Notter joined the American Institute of Architects in 1967 as a member of the Boston Society of Architects (BSA) and the Massachusetts State Association of Architects (MSAA), which were merged in 1989. He served as the president of the BSA in 1976, of the MSAA in 1978 and served as AIA regional director from New England from 1978 to 1980. He served as a vice president of the AIA in 1981 and in 1982 he was elected first vice president/president elect for 1983 and president for 1984. As president Notter built on the initiatives of his predecessor Robert C. Broshar to make architects active members of their community. He was elected a fellow of the AIA in 1978 and was elected to honorary membership in the Royal Architectural Institute of Canada (RAIC) and the Federation of Colleges of Architects of the Mexican Republic (FCARM).

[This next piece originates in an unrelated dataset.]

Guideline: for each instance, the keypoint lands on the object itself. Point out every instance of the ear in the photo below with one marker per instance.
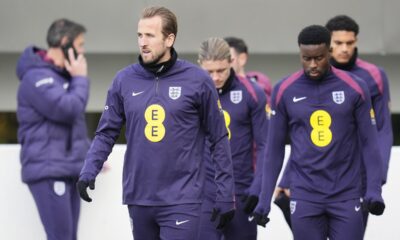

Notter was involved in several other preservation-oriented organizations including the National Trust for Historic Preservation, the Society of Architectural Historians, the Society for the Preservation of New England Antiquities and the Victorian Society in America and was president of the Society for Industrial Archeology for the year 1978.

==Personal life==
Notter was married in 1959 to Sarah McIntyre Wolfe. They had two children and divorced in 1979. He remarried in 1987. He began suffering from Alzheimer's disease in his 60s, which forced his retirement in 1996. He died December 26, 2007, in Rockville, Maryland at the age of 74.